The View from the Bridge at Wyndham Theatre - SPOILER ALERT

So last week I went to see the much-lauded production of Arthur Miller's A View from the Bridge. It originally opened at the Young Vic last year and it is up for every award every in the history of London theatre. The actors deserve their nominations, they are to a person phenomenal. The production of the play, not so much.

In 1989 University of Chicago put on Miller's less known play American Clock. It was unlauded and didn't sell out. But I went to see it and sat in the empty back of the theatre with with my friend Kevin and Arthur Miller. I have been in the same room as him so I am obviously qualified to speak to what he would like and not like. I don't think he would like this production.

First, the set. The play takes place in Red Hook, Brooklyn and revolves around a hard working American who lets two illegal immigrants stay in his house. He is in love with his niece, and refuses to let her marry one of the immigrants, Rudolfo, when they fall in love.  The piece is thick with Miller's working class American males, appeasing women, economic reality, frustration and work, work, work. It is intensely kitchen sink. The immigrants challenge Eddie to lift up a chair.

However, the Belgian director has set the piece in an incredibly futuristic sleek glass and steel stage. There is no furniture. There is no Brooklyn closeness. It's like people from 1930's Red Hook found themselves beamed into a stripped-down shiny starship. Hey, guys, the view is not from the Bridge of the U.S.S. Enterprise! It's the Brookyln Bridge.  They might have misread that part.

So when Marco, one of the immigrants, challenge Eddie, they have to bring out a chair. An anomaly. It looks out of place on the starship, it's not integral. The American magic of making due, of finding something in your surroundings to become a symbol of power, that was lost when the chair was ceremoniously paraded out.

And it wasn't just the set. It was like a European had walked out of an SNL parody and put on the play. Eddie kisses Rudolpho as well as his niece, as if his incestuous love for his niece is a cynical power play he tries out on the men.

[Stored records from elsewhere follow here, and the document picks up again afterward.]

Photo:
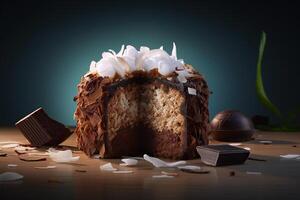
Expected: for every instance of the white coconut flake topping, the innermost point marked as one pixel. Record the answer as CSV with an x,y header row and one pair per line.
x,y
129,59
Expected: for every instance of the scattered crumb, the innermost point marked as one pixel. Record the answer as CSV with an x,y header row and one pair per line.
x,y
32,158
12,165
54,181
80,170
162,176
123,172
253,173
169,173
256,159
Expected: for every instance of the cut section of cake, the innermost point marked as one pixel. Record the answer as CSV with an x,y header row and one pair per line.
x,y
145,101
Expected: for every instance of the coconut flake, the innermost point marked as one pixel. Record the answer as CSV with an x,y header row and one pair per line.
x,y
169,173
62,156
290,156
96,156
10,176
8,146
174,51
9,142
160,163
253,173
189,167
162,176
12,165
129,162
122,172
235,144
265,142
107,167
22,148
181,79
46,167
192,91
129,58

Too far. There was an ominous Requiem playing between the scenes (Durufle?), and the play ended in a heavy-handed  shower of blood.

You know, having lived in Europe for the last thirteen years, I am very familiar with the conventional wisdom that Europeans have a higher aesthetic, that their art is better, especially their theater. I have even actually bought into this conventional wisdom on occasion. And when I lived in the United States I did think there was something that was more ineffably cool about being European. But it was obvious to me at Wyndham Theatre that what Europe brought to this play lessened it somehow. It lessened the subtlety and beauty of Miller's simple tale of human struggle. The theatrics made it less theatrical.

I think Arthur Miller wants Eddie to die in a tenement, not in a starship. He dies in a place you could die.

This seems to have sparked an Arthur Miller revival - RSC is doing Death of a Salesman next season - and that's a good thing. I only hope that the American aesthetic will be preserved in that production,  We don't need soaring Lachrymosas and Gothic arches to tell our tales. We can find them simply, sitting in the back of a theater, looking at a crowded, homey stage.